Correlate dose with pharmacology or toxicity.

The lack of phase1 drug metabolism in the liver radically alters the pharmacokinetics of compounds administered to HRN™ mice. The total exposure of compounds is greatly increased as the rate of metabolism and hence clearance is reduced. An example of this is shown below which shows the serum concentration of midazolam in both wild type (green dots) and HRN™ (red dots) mice. It is clear that both the maximum plasma concentration and the area under the curve (AUC) is greatly increased in the HRN™mouse compared to control mice following a single oral administration of the drug (2.5mg/Kg).  The increased peak concentration and duration of exposure to a compound is useful in determining the in vivo efficacy and/or toxicity of compounds.
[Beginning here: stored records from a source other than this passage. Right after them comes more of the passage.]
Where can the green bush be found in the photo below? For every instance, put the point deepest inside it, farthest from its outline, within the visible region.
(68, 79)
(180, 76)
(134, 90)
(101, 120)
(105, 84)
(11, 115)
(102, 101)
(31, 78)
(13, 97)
Pharmacokinetics of midazolam in normal and HRN mice.                                                                        Plasma concentration of midazolam following single oral administration  (2.5mg/Kg) to normal (green dots) and HRN™ (red dots) mice. Both the maximum concentration and total exposure (area under the curve) are dramatically increased in the HRN™.

Determine site of metabolism

The pharmacokinetics of midazolam also demonstrates that the HRN™ can be used to determine whether the compound is metabolised in the liver. As the shape of the PK curve in the above figure does not ‘level out’ at a particular steady state concentration (as would be the case with pentobarbital), it demonstrates there must be metabolism and clearance of the compound. As there is no CYP activity in the liver, this demonstrates that this compound is metabolised in other tissues. In this case it is known that midazolam is metabolised by CYP3A4 located in the GI tract, but this unique feature of the HRN™ model can enable a rapid determination of the site of metabolism.

Determine optimal route of administration

The ability of the HRN™ to distinguish between different sites of metabolism enables it to be used as an elegant tool to determine the optimal route of administration of compounds. An example of this is where the pharmacokinetics of a test compound in development as an oral medicament was measured in normal and HRN™ mice. When the compound was administered orally there was no difference in the pharmacokinetics between normal and HRN™ mice. However, when the compound was administered intravenously there was a profound difference in the peak plasma level and total exposure. Taken together these experiments demonstrate that the compound is being metabolised in both the liver and GI tract, but that the metabolism in the GI tract is significant, and is the primary site of metabolism if the drug is administered orally. An oral route of administration is therefore not advisable for this compound, as the majority of the compound would be broken down before it reached the bloodstream. Studies comparing routes of administration in both HRN™ and normal mice can deliver useful results that can determine the optimal route of administration.